Тут переводчик взрывается смехом, не дает мне договорить, толкает немца в бок, лепечет ему что-то быстро-быстро по-немецки, оборачиваясь ко мне, говорит и по-русски:

– Раньше искатели приключений бегали в Америку, к индейцам. А теперь вот хотят бежать в Германию!

Но немец не смеется. У него очень серьезный вид.

Переводчик утихает и несколько церемонно переводит его слова:

– Это очень знаменательно, что молодой русский докер думает о судьбе немецкого рабочего класса! Очень знаменательно!

Немец отвешивает мне поклон, говорит:

– Danke schön, danke schön! – и – старательно – по-русски: – Спа-сибо, спа-сибо.

Но тут переводчик берет немца под руку и уводит от меня. Жаль, что я не могу без его помощи сказать фронтовику, что я думаю о немецком рабочем классе, как высоко ценю его боевые качества.

Уже вернувшись в трюм на перевалку груза, я кляну про себя последними словами нашу учительницу немецкого Эльзу Эдуардовну.

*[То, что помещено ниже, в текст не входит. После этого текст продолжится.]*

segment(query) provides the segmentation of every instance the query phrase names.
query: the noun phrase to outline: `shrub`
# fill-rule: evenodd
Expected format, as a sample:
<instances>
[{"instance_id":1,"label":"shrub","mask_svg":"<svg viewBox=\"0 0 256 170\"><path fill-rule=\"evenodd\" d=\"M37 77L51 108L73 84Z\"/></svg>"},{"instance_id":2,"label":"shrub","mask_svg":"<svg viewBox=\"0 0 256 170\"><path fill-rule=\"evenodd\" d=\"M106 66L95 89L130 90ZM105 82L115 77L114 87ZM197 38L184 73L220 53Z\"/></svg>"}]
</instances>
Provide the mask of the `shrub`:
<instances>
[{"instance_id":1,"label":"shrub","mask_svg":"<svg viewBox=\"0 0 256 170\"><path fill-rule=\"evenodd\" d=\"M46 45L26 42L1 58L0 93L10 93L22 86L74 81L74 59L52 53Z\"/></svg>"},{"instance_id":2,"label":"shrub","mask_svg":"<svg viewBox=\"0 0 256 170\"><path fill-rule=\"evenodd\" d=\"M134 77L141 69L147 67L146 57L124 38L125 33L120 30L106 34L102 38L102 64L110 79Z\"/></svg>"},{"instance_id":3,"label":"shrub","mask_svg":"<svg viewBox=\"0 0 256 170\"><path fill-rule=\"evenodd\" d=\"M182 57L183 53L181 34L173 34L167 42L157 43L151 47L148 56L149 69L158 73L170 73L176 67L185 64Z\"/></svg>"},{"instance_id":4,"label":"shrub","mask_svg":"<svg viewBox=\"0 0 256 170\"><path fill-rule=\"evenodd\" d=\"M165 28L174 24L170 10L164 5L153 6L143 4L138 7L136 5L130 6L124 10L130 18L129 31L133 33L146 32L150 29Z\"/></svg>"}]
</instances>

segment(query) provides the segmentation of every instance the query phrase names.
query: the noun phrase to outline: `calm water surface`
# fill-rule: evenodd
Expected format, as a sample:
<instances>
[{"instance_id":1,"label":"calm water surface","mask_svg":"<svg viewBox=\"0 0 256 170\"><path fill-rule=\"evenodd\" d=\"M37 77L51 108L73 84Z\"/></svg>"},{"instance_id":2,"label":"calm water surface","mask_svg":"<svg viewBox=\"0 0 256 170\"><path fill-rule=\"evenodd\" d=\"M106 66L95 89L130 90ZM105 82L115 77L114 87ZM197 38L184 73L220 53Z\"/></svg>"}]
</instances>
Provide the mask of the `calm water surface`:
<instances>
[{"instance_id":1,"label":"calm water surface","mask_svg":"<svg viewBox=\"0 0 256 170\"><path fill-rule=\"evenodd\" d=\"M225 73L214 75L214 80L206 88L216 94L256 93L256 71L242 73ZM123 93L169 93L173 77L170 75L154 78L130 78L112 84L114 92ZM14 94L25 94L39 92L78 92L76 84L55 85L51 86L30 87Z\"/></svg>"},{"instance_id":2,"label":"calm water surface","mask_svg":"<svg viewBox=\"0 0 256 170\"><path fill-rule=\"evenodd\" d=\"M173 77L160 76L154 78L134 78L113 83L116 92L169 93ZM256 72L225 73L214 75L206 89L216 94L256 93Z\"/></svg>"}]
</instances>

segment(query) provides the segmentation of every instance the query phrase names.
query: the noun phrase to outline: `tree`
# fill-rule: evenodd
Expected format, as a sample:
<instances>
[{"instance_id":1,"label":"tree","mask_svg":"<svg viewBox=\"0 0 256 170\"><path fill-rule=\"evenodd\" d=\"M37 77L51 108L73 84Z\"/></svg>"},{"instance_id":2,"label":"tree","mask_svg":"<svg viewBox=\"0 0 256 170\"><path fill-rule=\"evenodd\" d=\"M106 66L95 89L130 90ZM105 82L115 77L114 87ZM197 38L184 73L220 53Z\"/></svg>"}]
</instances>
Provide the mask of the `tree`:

Из всеобщей любимицы она в моих глазах сейчас превращается в лютого врага. Я ее ненавижу!

А ведь столько лет мы в ней души не чаяли! Считали лучшей учительницей в школе! Чуть только она заболеет насморком – весь класс с подарками уже устремляется к ней домой. Заболей же наш Христофор Никитич, преподаватель математики, – это бы, видимо, вызвало только радость у нас. Строг! Мучитель! При одном упоминании его имени нас уже бросало в дрожь. А Эльза Эдуардовна – добрая!

Нашу любовь она заслужила тем, что никогда ни у кого не спрашивала уроков, никогда никому не ставила плохих отметок. Все ученики, без исключения, в том числе и я, конечно, получали у нее только «хорошо» и «удовлетворительно».

В отличие от других учителей, занятия у Эльзы Эдуардовны были на добровольных началах. Хочешь – занимайся, не хочешь – дело твое.

Не желающих заниматься всегда было больше, чем желающих. Кому охота зубрить немецкие глаголы?

Из класса в тридцать шесть человек у нее всерьез немецким занималось семеро, только девочки, в том числе наша Лариса. Остальные девочки обычно на уроке самозабвенно читали толстые потрепанные романы.

А для мальчиков немецкий был «уроком футбола». Мы с перемены даже не возвращались в класс, чтобы хоть ради приличия показаться Эльзе Эдуардовне.

Она была добрая. Она говорила, что не терпит насилия.

И вот в какое зло обернулась ее доброта!

Обидно, что все это я понимаю только сейчас. Годика бы на два раньше!